You Can’t Get Everything From a Book

Wetenschap in de praktijk

To those who think that all that scientists do is sit in ivory towers and write up theories: try living a day in the life of an MA student of Urban Management and Development (UMD) at the IHS (Institute for Housing and Urban Development Studies). These students try to use their knowledge in making for a more sustainable city.

TEXT: Loes Singeling-van der Voort
PHOTO: © Claudia Broekhoff

 

MA students Maja Mercina (32, from Slovenia) and Joan Lyons (23, from the U.S.) were in for a surprise when they went to the Feijenoord neighbourhood for a workshop Action Planning. In the course of this workshop they had to identify – and develop a solving strategy – for an urban problem. ‘But in talking to people we realised we didn’t want to change that much,’ says Maja. ‘We wanted to promote the neighbourhood as it was, with its curious mix of people of all backgrounds.’

Action Planning, taught by Carolina Lunetta, and the more in-depth specialisation course Urban Strategies and Planning (USP) – taught by Els Keunen – are classes designed to bring the UMD students in touch with the city. ‘Urban planning isn’t just about theoretical plan, but also about the process. How do you involve stakeholders, how do you develop ideas in collaboration?’ explains Lunetta. ‘Students learn the theories in class, and then get to apply those theories in the city itself – they get to make the connection between practice and theory.’

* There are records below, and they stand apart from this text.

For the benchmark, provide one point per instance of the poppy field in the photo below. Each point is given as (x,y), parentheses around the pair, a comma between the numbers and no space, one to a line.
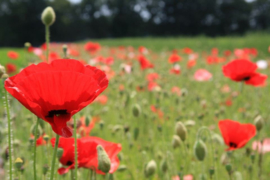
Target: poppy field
(142,108)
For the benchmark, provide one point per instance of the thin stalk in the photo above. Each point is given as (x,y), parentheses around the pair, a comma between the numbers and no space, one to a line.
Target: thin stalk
(54,156)
(47,36)
(75,148)
(34,149)
(9,136)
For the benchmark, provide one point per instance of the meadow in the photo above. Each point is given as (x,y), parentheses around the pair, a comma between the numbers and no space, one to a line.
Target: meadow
(141,114)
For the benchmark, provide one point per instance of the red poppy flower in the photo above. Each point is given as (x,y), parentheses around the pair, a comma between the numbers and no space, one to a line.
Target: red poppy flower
(145,64)
(235,134)
(92,47)
(87,153)
(202,75)
(12,55)
(55,92)
(244,70)
(11,68)
(152,76)
(174,58)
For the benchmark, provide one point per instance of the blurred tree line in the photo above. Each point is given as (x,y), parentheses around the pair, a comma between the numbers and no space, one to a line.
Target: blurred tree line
(20,19)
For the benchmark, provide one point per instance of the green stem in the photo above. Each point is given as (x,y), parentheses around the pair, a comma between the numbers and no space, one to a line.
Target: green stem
(47,36)
(75,147)
(9,136)
(35,153)
(54,156)
(212,147)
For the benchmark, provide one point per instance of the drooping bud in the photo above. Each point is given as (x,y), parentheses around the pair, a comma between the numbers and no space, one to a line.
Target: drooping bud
(104,162)
(150,168)
(181,131)
(200,150)
(259,122)
(136,110)
(48,16)
(2,71)
(59,153)
(176,142)
(18,163)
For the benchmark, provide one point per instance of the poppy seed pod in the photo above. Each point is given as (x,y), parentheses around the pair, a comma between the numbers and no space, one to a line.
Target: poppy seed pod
(136,110)
(176,142)
(150,168)
(258,122)
(104,162)
(200,150)
(181,131)
(18,163)
(48,16)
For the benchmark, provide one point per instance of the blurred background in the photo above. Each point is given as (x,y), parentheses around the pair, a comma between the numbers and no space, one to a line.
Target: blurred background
(84,19)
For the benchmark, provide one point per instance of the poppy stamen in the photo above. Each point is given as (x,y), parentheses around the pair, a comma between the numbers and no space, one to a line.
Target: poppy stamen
(53,113)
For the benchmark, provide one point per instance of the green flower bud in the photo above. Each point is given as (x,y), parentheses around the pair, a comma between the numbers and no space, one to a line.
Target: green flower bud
(18,163)
(259,122)
(104,162)
(181,131)
(200,150)
(136,110)
(176,142)
(150,168)
(48,16)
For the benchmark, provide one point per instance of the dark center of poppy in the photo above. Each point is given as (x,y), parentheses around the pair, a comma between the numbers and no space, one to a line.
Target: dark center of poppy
(69,163)
(52,113)
(246,78)
(233,145)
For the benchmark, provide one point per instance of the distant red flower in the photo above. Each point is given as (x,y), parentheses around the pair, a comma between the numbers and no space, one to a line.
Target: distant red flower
(145,64)
(174,58)
(92,47)
(202,75)
(12,55)
(235,134)
(87,153)
(11,68)
(55,92)
(244,70)
(152,77)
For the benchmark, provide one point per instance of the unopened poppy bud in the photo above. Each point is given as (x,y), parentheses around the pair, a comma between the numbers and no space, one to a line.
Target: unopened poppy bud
(200,150)
(48,16)
(164,166)
(27,44)
(2,71)
(45,169)
(176,142)
(104,162)
(46,138)
(122,168)
(211,172)
(181,131)
(136,110)
(136,133)
(59,153)
(18,163)
(258,122)
(228,168)
(150,168)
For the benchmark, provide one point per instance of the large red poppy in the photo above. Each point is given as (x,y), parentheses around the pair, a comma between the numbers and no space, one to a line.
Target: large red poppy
(235,134)
(55,92)
(145,64)
(87,153)
(244,70)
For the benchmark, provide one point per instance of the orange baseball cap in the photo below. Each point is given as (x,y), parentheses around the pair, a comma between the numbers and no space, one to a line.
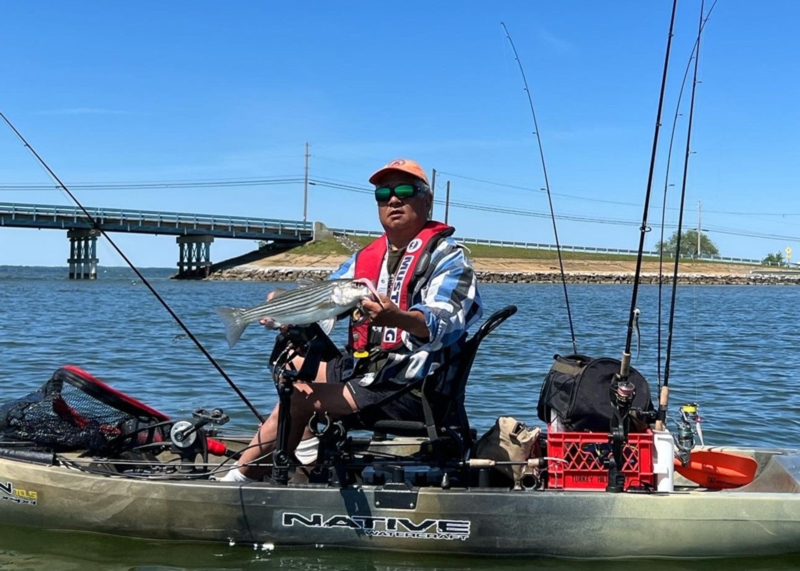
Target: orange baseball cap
(403,165)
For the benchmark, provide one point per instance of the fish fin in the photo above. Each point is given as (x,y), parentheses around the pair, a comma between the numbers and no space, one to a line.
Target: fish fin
(278,291)
(234,326)
(327,324)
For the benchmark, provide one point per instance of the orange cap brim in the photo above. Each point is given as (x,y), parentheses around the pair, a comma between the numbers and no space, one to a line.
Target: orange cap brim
(401,165)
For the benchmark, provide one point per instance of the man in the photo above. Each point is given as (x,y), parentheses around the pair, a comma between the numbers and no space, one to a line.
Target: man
(428,300)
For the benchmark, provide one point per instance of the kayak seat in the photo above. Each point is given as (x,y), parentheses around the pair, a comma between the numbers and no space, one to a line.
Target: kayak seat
(446,424)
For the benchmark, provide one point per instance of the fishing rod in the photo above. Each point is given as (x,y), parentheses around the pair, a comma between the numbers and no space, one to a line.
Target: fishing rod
(547,188)
(663,397)
(666,188)
(96,225)
(625,362)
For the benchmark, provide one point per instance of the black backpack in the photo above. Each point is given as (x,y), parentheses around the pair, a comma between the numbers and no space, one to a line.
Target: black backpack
(577,389)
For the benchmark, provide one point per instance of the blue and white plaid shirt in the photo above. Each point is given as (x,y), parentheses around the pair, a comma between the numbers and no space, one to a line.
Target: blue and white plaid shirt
(450,302)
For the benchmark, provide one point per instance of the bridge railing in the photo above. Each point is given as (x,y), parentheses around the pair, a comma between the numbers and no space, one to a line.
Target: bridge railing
(148,217)
(544,246)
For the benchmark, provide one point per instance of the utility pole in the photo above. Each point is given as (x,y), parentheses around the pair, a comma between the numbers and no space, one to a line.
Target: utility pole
(305,190)
(699,228)
(447,203)
(433,191)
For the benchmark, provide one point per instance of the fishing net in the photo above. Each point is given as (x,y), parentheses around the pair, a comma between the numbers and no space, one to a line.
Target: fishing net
(74,411)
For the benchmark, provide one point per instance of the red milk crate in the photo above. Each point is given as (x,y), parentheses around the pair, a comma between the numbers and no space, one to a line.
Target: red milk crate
(575,460)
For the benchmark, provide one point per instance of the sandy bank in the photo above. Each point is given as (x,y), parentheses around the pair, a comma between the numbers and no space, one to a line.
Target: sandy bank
(289,267)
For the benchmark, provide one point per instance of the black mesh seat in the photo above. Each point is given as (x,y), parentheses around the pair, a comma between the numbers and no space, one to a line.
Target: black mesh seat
(446,417)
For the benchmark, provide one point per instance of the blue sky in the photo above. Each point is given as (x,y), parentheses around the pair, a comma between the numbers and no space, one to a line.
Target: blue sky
(111,92)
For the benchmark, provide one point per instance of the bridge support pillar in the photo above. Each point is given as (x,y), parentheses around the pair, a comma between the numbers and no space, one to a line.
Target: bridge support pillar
(195,256)
(82,253)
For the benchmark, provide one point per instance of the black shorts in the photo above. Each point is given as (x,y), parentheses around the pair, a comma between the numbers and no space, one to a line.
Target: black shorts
(376,401)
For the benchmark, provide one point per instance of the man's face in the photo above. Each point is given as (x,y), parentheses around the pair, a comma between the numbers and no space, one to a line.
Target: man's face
(405,215)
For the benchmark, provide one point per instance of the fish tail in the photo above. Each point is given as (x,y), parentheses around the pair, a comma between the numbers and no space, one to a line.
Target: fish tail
(234,324)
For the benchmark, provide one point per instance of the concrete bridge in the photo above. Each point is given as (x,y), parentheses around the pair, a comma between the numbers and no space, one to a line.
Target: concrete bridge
(194,232)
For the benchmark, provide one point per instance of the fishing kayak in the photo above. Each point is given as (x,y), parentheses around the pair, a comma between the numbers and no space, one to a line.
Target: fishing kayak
(73,492)
(93,459)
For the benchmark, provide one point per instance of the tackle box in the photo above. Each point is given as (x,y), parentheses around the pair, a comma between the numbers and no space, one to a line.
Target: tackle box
(575,460)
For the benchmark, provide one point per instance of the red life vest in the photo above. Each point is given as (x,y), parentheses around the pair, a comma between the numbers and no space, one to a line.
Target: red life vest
(369,263)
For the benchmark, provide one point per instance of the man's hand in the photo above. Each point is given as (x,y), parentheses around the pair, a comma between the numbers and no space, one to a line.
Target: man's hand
(383,313)
(389,315)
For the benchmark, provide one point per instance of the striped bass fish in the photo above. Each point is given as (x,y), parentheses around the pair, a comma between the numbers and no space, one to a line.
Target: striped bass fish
(301,306)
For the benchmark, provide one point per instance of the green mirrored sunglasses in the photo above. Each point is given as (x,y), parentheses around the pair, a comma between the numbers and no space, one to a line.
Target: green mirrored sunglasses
(401,191)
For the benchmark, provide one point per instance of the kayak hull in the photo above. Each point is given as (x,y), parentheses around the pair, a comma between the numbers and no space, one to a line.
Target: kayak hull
(760,519)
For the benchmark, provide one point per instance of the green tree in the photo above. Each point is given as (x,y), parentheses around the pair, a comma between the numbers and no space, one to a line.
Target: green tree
(775,259)
(688,244)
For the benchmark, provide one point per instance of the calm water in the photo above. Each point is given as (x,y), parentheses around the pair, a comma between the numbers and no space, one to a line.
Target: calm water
(733,353)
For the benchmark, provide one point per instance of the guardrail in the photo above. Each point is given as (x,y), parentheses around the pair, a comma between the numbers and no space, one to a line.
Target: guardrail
(143,218)
(544,246)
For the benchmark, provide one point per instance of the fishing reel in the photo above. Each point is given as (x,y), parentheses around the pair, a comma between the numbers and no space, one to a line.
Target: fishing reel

Students were at times surprised at what they learned during their more practical classes. For example: Feijenoord doesn’t have a very good reputation, but the students found that the people of the neighbourhood were open and welcoming, and that a sense of belonging kept them together. In Joan’s group, the discovery was made that a lot of women migrants have trouble with finding ways of participating in society. ‘That’s why our goal was to set up a self-managing interest group that would give the women the chance to organise their own programmes, ones that were relevant to their own environments.’

Another thing that the students noticed during the USP specialisation course, which held the theme of ‘Food and the City’, was that there wasn’t a good connection between locally produced food and the people themselves. Joan: ‘So much of Dutch food is exported. But at the same time there’s people who don’t have access to quality food.’ Maja: ‘We often talk about how good locally produced food is, or how good organic food is, but not everyone can afford that locally produced food.’

At the end of the specialisation students came up with a list of actions that the local government can take to minimise food waste and improve access to food. They presented their work at a congress – organised by the students themselves – where they’d invited several concerned parties. Joan: ‘We learned how to get in touch with stakeholders, what it means to set up a plan and how to keep it relevant for everyone involved.’

While the question remains of whether the students’ plans will actually be realised, Joan and Maja have learned a lot. Joan, for example, is currently taking an MA class where she’s applying certain aspects of USP specialisation. Maja: ‘We’ve learned so much and have expanded our network by going out into the world. It’s a very important part of the specialisation. You can’t get everything from a book.’

  • Who: Carolina Lunetta, Maja Mercina, Els Keunen & Joan Lyons.

  • ‘It’s wonderful that students get out of the classroom and meet people from different backgrounds. The work they do is good publicity for the neighbourhood.’